Der Mittelständler Schuster & Sohn in Kaiserslautern, ein Großhandelsunternehmen mit den Produktbereichen Mineralöl, Farben und Tapeten sowie Bodenbeläge, sucht einen DV-Koordinator. Managerin Erika Bosle hat hohe Ansprüche an den Kandidaten: Er muß sich um DV-Belange kümmern, aber "auch etwas von unserem Geschäft verstehen". Der IT-Weg dieses Unternehmens dürfte nicht ganz untypisch für viele Mittelständler sein und damit indirekt die Bedeutung der Koordinatoren bestätigen.

Der Großhändler hatte bis vor etwa einem Jahr seine Anwendungen selbst entwickelt und noch einen BS-2000-Großrechner von Siemens im Haus. Nun arbeitet er nur noch mit Standardsoftware von der Buchhaltung bis zum Warenwirtschaftssystem.
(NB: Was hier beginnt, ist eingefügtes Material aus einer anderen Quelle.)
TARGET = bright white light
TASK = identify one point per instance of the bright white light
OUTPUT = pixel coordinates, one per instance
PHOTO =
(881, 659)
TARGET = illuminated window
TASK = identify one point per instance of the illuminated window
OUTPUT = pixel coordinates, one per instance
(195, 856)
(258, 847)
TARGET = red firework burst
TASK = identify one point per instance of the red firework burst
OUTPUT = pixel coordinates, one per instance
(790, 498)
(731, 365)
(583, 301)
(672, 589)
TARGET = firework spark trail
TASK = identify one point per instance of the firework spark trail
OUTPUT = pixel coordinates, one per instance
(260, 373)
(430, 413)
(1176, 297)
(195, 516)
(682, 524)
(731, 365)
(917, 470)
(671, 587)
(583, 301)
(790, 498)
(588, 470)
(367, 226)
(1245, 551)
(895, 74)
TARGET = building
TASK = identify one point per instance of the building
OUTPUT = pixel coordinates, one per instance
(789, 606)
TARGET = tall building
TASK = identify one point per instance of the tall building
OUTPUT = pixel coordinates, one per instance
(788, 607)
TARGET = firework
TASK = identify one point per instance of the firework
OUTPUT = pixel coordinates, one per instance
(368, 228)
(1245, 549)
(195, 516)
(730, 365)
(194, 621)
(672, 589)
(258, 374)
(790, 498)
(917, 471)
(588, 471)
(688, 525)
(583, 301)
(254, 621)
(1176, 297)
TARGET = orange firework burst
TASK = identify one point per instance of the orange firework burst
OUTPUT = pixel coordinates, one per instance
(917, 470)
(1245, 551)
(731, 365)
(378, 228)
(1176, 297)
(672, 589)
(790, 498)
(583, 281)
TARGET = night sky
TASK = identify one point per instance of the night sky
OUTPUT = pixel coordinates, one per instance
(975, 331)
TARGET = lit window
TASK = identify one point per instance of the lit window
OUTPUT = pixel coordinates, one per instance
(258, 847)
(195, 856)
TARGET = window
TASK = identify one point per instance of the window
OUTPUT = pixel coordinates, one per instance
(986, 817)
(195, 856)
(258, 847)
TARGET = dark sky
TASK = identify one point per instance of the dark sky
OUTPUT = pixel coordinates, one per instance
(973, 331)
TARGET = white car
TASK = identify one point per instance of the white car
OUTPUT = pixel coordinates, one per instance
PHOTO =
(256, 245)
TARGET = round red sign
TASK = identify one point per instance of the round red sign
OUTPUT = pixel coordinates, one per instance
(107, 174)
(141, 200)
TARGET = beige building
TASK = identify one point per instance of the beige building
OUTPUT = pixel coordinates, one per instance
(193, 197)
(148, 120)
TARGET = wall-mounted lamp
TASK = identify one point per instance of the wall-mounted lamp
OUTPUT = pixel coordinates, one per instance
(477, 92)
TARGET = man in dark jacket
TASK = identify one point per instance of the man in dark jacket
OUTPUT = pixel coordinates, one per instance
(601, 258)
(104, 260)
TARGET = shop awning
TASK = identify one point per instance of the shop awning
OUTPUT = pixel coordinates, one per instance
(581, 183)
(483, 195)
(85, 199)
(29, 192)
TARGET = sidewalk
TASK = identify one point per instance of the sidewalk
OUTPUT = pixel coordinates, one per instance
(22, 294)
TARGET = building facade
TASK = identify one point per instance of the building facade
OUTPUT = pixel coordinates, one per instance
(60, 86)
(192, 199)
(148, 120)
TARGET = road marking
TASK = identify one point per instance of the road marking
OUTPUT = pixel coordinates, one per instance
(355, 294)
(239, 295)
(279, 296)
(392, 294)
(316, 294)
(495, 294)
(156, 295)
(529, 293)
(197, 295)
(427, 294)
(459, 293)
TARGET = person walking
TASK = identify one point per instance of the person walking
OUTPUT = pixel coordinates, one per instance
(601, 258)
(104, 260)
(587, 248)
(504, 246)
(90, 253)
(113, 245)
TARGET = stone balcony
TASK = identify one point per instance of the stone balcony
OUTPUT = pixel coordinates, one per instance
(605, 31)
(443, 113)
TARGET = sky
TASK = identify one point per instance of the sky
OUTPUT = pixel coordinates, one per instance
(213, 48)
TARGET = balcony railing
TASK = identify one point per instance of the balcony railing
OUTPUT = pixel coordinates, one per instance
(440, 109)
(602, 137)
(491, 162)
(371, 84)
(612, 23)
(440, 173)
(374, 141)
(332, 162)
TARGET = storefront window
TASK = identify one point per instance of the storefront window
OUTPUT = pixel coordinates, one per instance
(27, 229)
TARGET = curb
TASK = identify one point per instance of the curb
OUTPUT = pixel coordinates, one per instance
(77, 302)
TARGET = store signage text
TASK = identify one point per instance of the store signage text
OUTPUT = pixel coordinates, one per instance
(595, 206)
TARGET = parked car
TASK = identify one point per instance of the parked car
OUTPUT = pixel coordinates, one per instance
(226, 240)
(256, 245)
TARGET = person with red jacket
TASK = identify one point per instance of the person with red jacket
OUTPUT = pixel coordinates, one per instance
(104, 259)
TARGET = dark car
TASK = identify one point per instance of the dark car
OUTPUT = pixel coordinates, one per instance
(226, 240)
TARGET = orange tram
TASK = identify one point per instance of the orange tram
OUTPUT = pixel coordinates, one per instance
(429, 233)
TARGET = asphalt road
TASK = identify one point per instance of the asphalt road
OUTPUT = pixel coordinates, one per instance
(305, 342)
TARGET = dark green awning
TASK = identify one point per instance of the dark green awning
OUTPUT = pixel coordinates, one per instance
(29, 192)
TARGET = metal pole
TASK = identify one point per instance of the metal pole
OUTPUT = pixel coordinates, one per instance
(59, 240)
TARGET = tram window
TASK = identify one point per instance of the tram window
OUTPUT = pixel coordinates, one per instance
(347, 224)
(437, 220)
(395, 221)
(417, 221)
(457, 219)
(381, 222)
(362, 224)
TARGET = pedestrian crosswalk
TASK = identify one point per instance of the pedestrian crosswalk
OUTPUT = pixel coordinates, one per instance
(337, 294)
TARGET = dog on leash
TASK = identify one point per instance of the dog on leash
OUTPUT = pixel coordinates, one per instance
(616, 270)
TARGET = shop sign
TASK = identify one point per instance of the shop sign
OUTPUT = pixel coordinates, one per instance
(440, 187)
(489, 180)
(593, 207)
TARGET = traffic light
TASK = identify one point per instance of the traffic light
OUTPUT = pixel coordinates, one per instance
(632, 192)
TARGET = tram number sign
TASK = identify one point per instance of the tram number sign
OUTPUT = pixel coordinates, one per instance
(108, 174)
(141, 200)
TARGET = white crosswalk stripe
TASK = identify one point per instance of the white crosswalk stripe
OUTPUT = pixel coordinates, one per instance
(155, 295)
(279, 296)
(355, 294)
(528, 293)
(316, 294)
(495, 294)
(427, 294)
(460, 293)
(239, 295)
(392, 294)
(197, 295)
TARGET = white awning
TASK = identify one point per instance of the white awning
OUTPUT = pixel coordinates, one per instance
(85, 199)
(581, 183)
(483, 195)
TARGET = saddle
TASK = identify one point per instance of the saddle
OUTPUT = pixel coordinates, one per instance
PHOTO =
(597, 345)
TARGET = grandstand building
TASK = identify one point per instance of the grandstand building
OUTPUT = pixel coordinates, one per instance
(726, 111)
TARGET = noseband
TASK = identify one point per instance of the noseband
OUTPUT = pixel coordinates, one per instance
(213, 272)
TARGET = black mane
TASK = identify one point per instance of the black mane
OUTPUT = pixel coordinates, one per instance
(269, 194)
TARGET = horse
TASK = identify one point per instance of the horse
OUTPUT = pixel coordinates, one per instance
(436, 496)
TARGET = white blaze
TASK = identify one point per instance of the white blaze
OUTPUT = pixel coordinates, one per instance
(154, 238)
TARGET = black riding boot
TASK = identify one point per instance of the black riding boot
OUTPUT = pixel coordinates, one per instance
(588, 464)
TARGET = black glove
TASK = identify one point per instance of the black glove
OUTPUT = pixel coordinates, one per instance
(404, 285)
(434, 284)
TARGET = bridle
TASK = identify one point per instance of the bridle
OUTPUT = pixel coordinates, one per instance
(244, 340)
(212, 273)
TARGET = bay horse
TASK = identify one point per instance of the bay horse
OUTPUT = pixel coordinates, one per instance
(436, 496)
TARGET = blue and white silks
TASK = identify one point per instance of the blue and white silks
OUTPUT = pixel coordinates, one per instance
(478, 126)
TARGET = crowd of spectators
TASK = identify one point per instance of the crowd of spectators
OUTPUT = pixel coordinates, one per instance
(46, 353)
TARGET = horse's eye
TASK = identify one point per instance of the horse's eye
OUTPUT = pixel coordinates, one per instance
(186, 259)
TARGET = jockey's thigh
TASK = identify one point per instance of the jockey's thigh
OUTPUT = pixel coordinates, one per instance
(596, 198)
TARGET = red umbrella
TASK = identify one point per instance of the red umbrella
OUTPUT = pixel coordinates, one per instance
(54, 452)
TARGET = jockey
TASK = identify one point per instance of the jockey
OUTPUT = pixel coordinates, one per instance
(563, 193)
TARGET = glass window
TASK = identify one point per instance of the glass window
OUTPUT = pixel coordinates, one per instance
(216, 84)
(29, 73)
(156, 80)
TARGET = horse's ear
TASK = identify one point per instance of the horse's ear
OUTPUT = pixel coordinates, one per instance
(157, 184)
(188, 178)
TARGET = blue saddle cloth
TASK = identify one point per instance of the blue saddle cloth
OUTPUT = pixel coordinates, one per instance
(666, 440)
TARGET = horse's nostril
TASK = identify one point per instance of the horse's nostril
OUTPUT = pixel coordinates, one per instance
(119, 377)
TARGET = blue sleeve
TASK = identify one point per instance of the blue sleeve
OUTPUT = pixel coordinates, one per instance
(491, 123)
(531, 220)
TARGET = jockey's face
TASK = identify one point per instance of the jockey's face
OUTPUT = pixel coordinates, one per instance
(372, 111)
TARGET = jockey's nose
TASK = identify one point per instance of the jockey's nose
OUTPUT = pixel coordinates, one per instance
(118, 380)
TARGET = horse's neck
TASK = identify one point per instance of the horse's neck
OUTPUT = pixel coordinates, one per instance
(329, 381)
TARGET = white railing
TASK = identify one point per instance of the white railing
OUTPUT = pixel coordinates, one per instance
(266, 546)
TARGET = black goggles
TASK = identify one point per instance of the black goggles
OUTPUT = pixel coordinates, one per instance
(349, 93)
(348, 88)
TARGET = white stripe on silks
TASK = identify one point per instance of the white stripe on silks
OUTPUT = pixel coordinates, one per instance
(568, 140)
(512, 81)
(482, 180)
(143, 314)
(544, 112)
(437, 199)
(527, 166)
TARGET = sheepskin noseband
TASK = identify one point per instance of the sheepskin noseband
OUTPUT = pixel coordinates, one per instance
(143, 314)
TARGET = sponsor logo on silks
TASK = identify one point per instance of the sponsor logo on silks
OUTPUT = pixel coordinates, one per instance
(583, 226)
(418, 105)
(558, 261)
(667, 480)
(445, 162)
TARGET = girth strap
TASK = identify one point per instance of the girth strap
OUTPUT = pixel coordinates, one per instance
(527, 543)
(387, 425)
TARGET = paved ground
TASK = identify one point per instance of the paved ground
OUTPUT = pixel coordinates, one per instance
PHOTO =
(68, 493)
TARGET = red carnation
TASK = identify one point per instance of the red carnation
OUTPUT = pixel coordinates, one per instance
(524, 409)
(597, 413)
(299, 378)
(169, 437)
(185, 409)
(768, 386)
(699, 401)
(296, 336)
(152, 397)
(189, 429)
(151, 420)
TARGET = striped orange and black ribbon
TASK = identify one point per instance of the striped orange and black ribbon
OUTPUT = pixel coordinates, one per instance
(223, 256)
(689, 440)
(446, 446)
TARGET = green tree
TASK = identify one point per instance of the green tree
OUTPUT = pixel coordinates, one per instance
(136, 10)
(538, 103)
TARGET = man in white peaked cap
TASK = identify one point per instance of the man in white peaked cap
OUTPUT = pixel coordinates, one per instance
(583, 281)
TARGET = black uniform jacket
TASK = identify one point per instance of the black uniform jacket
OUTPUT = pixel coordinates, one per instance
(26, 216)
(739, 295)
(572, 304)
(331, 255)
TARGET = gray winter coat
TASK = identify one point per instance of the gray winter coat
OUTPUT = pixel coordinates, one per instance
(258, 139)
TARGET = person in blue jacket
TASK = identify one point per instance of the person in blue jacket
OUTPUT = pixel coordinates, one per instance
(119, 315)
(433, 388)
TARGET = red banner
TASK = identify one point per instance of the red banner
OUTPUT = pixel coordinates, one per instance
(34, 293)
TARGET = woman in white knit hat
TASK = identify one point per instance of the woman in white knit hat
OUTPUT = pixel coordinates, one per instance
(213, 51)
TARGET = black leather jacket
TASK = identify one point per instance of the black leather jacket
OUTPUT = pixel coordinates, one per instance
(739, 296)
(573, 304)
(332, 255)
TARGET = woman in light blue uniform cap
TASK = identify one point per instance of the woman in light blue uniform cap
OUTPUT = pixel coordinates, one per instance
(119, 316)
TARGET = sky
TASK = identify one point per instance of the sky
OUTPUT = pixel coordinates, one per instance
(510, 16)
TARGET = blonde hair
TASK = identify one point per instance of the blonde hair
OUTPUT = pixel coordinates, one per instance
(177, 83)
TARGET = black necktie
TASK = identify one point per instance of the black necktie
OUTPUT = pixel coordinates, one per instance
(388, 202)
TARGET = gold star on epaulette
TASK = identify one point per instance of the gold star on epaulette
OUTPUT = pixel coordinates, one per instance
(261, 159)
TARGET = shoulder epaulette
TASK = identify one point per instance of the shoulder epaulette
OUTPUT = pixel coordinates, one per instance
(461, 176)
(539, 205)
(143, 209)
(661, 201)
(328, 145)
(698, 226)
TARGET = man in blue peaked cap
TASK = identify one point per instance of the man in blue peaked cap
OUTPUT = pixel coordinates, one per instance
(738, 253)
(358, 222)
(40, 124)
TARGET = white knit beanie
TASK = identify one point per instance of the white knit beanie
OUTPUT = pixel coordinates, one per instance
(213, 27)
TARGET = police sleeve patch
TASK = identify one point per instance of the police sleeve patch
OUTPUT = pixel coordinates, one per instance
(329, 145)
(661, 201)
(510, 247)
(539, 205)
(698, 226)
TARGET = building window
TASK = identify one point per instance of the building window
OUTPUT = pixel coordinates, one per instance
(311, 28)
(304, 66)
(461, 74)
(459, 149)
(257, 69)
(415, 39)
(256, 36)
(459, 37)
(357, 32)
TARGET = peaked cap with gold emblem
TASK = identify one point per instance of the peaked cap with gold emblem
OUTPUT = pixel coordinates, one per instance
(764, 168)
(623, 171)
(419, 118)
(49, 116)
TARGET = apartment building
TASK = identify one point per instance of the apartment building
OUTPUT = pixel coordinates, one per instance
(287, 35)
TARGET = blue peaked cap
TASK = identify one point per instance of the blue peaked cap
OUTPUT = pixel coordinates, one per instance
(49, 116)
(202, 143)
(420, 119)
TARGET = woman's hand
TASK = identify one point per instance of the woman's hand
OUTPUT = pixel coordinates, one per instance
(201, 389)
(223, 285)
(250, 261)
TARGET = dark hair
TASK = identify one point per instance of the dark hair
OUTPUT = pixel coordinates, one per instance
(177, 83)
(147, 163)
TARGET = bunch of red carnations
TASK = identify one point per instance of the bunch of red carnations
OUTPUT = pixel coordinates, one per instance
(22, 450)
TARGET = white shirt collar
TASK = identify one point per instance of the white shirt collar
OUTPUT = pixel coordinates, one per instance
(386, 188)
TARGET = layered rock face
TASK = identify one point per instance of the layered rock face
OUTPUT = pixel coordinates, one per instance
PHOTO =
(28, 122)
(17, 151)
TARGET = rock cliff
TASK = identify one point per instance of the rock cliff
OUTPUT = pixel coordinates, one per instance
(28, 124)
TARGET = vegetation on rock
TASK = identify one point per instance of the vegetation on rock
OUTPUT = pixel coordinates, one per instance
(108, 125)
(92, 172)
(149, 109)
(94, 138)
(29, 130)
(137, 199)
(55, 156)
Die gesuchte Person soll kein Technik-Freak sein, denn es geht um Aufgaben wie "Planen, Anpassen, Betreuen, Koordinieren". Bosle hat festgestellt, daß die heutige Informatikergeneration zu technikverliebt sei, ein Punkt, der auch von anderen Experten immer wieder bemängelt wird.

Fakt sei, so Ausbildungsspezialist Grupp, daß einerseits die Fach-und IT-Abteilungen in den letzten Jahren stark ausgedünnt wurden, daß aber andererseits die kommerzielle Anwendungssoftware immer umfangreicher und komplexer wurde. Der Koordinator alter Prägung könne solche Programme allein gar nicht mehr warten. Eine Lösungsmöglichkeit sieht nun so aus, weiß Grupp, daß Mitarbeiter aus der zentralen DV in die Fachabteilungen als Anwendungsberater und -betreuer wandern: "Sie müssen viel Kreide fressen, um sich im Fachbereich wohlzufühlen und nicht negativ aufzufallen."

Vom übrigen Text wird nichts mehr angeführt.